Updated

Two U.S. Marines were killed in a "hostile incident" in southern Afghanistan, where a white transport helicopter also crashed, officials said Tuesday.

The two Marines were killed in the southern Helmand province on Monday, said U.S. military spokeswoman Capt. Elizabeth Mathias. She did not have other details.

Some 4,000 Marines are pushing through Helmand province in the biggest U.S. military operation in Afghanistan since the ouster of the Taliban from power in 2001. The region is the world's largest opium poppy producing area and the Taliban's heartland.

Taliban fighters have planted dozens of roadside bombs in the region, one of the greatest threats to troops operating there. Militants have increased their attacks dramatically in the last three years.

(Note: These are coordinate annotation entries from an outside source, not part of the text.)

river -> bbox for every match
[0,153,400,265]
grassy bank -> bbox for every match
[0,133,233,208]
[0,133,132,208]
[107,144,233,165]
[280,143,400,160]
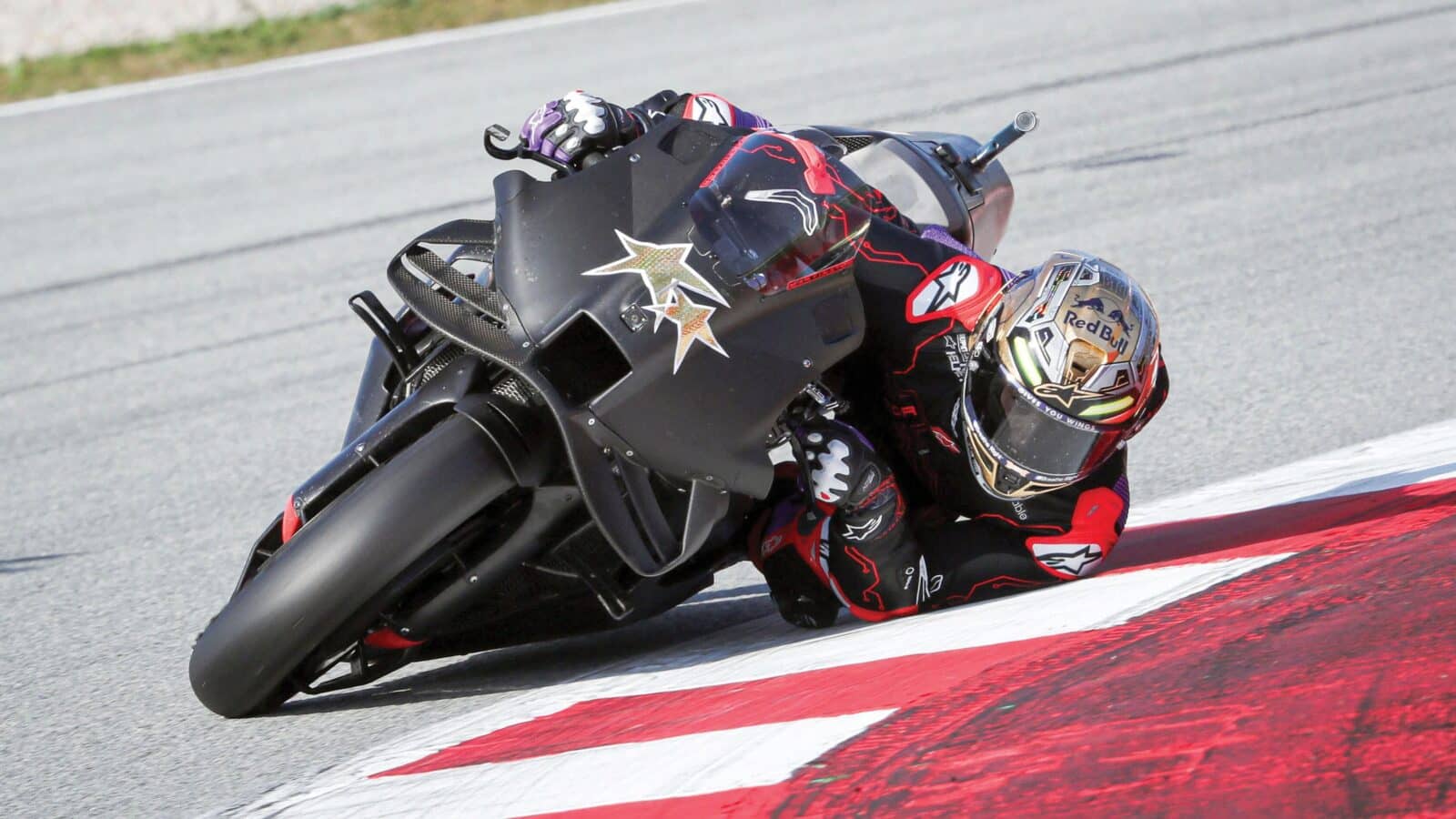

The deaths bring to 107 the number of U.S. troops killed in Afghanistan so far this year, compared with 151 U.S. deaths in all of 2008. As of Monday, at least 660 members of the U.S. military had died in Afghanistan, Pakistan and Uzbekistan since 2001, according to the Defense Department. Of those, the military says 492 were killed by hostile action.

Elsewhere in Helmand, a white transport helicopter crashed around daybreak Tuesday in Sangin district, said Fazel Haq, the top district official.

It was not clear if there were casualties, Haq said. The helicopter caught fire.

The helicopter is civilian, not military, but it wasn't immediately clear who it belongs to, said U.S. military spokeswoman Lt. Cmdr. Christine Sidenstricker.

White transport helicopters are used by private contractors and organizations such as the U.N. and the U.S. Embassy, but U.N. and U.S. officials said the helicopter did not appear to be one of theirs.

Separately, a roadside blast Tuesday hit a civilian vehicle in Uruzgan, another southern province, killing three people and wounded six others, according to an Interior Ministry statement. It said all the victims were civilians.